The kiwi rose to 66.70 US cents as at 5pm in Wellington, from 66.17 cents late yesterday. The trade-weighted index rose to 72.35 from 72.01 yesterday.
In her semi-annual testimony, Fed chair Janet Yellen affirmed her expectation for “gradual increases” in the central bank’s key target interest rate but also noted downside risks including tighter US financial conditions, persistently low inflation, a higher US dollar, global markets turmoil and risks for Chinese growth and the Chinese yuan. Her tone surprised some in the market, and saw the greenback weaken against the yen, and spillover into currencies such as the kiwi.
"Yellen was a bit more dovish that the market expected," said Michael Johnston, senior trader at HiFX. "We saw US dollar liquidation and buying of the yen which spilled over to the kiwi." The moves were exacerbated by a bank holiday in Japan and Chinese New year, which reduced liquidity in the market, he said.
The kiwi dollar may continue to trade in a range, with support at 65.60 US cents and resistance at about 67.60 cents, Johnston said. Traders will be anticipating the dairy auction next week, which "could see the lustre of the kiwi come back off" and the weak greenback is a factor that will nudge it higher again.
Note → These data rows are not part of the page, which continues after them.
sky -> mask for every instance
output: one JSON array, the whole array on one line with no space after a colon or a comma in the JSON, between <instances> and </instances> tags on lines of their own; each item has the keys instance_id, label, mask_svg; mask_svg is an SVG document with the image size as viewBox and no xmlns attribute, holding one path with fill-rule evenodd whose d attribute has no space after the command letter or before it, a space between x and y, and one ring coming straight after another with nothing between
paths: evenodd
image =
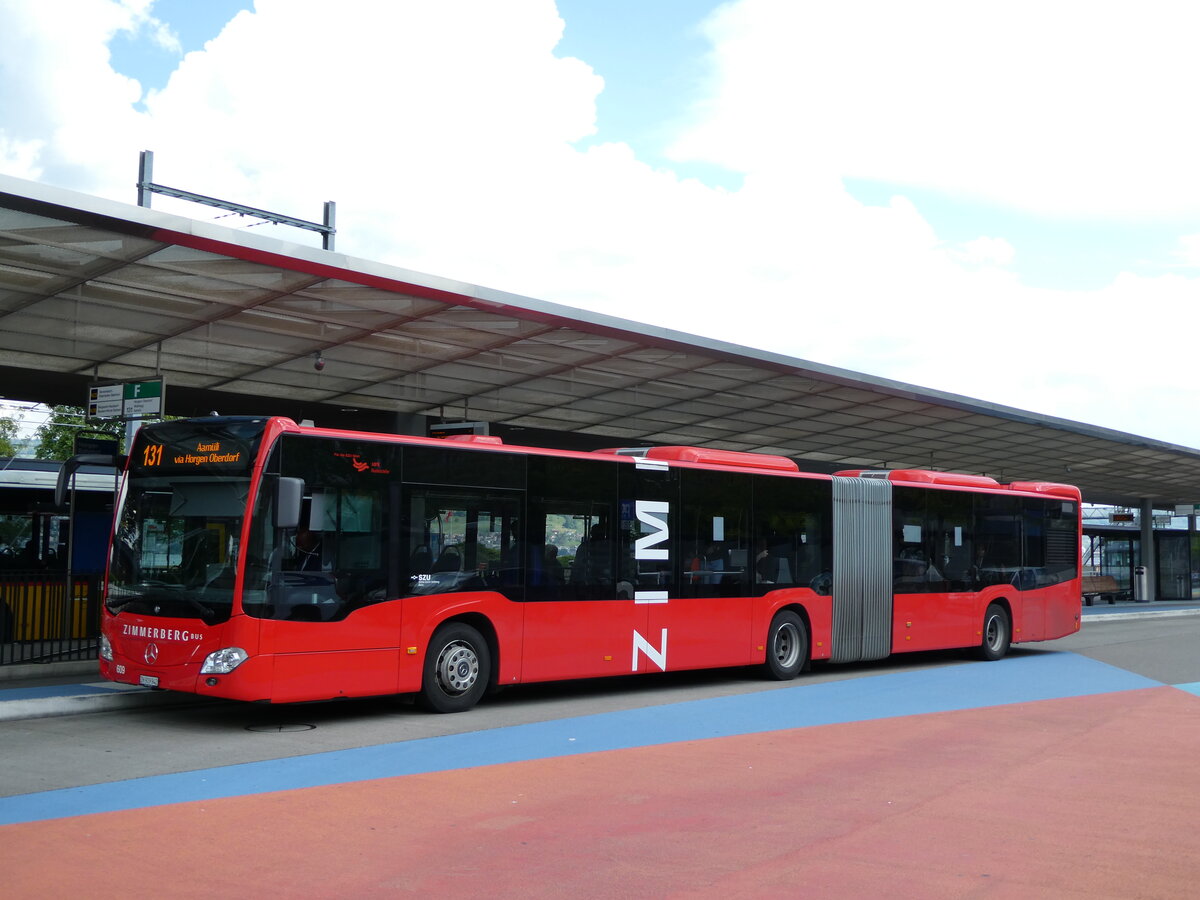
<instances>
[{"instance_id":1,"label":"sky","mask_svg":"<svg viewBox=\"0 0 1200 900\"><path fill-rule=\"evenodd\" d=\"M0 172L1200 448L1200 4L0 0ZM155 208L319 238L162 197Z\"/></svg>"}]
</instances>

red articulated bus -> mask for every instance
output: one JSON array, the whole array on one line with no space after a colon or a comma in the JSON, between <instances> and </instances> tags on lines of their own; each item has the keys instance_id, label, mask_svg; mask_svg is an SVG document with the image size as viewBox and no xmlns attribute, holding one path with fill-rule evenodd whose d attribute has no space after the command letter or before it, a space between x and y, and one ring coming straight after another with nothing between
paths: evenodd
<instances>
[{"instance_id":1,"label":"red articulated bus","mask_svg":"<svg viewBox=\"0 0 1200 900\"><path fill-rule=\"evenodd\" d=\"M1080 495L923 470L805 474L207 418L141 429L101 673L239 700L416 694L1071 634Z\"/></svg>"}]
</instances>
The kiwi didn't move much after a survey showed New Zealand manufacturing activity rose to a 15-month high in January, with an uptick in production and employment pointing to further improvements ahead, though not across all industries.
The New Zealand dollar rose to 94.06 Australian cents from 93.67 cents yesterday, and gained to 59.09 euro cents from 58.59 cents. The kiwi gained to 45.89 British pence from 45.72 pence, and rose to 4.3835 yuan from 4.3480 yuan. It fell to 75.18 yen from 75.84 yen yesterday.